Friends of OpenJDK Today

Exploring File Storage Solutions in Spring Boot: Database, Local Systems, Cloud Services, and Beyond

August 23, 2023

Author(s)

  • Avatar photo
    A N M Bazlur Rahman

    A N M Bazlur Rahman is a Software Engineer with over a decade of specialized experience in Java and related technologies. His expertise has been formally recognized through the prestigious ... Learn more

When building a web application, managing file uploads properly is a common requirement. After receiving, files can be stored in several places: in a file system, in a database or, more commonly, in a cloud storage service.

In this article, we will cover how to store files in a database using Spring Boot and discuss some alternatives.

Introduction

Recently, a fellow developer who I helped in past reached out to me on Slack seeking assistance with handling file uploads in a Spring Boot application. After providing some guidance, I decided to compile this article to assist others facing similar challenges.

When dealing with file data, storing these files in your database as Binary Large Objects, or BLOBs, is one option. However, it's important to understand that this approach comes with drawbacks, including potentially significant impacts on performance. Therefore, if your project deals with large files or a large number of files, using a dedicated file storage system is recommended.
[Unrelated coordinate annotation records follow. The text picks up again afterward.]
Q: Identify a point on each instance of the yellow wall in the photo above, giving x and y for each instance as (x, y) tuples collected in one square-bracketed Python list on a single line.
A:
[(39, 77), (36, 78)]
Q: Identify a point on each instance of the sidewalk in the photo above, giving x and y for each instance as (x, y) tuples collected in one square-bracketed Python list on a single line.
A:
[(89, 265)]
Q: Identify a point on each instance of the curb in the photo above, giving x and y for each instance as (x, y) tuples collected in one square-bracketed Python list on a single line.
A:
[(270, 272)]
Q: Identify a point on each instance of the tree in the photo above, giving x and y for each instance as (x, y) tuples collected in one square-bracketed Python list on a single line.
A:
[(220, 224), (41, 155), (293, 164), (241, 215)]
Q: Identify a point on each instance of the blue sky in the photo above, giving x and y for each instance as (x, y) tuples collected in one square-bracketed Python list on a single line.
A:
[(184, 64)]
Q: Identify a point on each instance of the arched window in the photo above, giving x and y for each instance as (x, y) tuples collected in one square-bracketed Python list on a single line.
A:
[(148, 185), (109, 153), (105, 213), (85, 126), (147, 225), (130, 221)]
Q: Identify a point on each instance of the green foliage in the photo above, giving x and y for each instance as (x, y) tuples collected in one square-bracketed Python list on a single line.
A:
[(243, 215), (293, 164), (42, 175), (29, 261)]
That being said, if you're building a small-scale application or have specific requirements that warrant the use of a database for file storage, this approach can work.
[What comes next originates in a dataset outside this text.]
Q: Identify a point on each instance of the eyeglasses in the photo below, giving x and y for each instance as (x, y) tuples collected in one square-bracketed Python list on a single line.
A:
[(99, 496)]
Process Overview for Database File Storage

Step 1: Entity Class

To begin, we create an Entity class. This class represents the data that we will store in the database. An example Document entity with fields name, type, and data might look like this:

public class Document {
    @Id
    @GeneratedValue(strategy = GenerationType.IDENTITY)
    private Long id;
    private String name;
    private String type;

    @Lob
    @Column(length = Integer.MAX_VALUE)
    private byte[] data;

    // constructors
    public Document() {}

    public Document(String name, String type, byte[] data) {
        this.name = name;
        this.type = type;
        this.data = data;
    }

    // getters and setters
}

In this class, @Lob denotes that the data attribute should be stored as a BLOB in the database.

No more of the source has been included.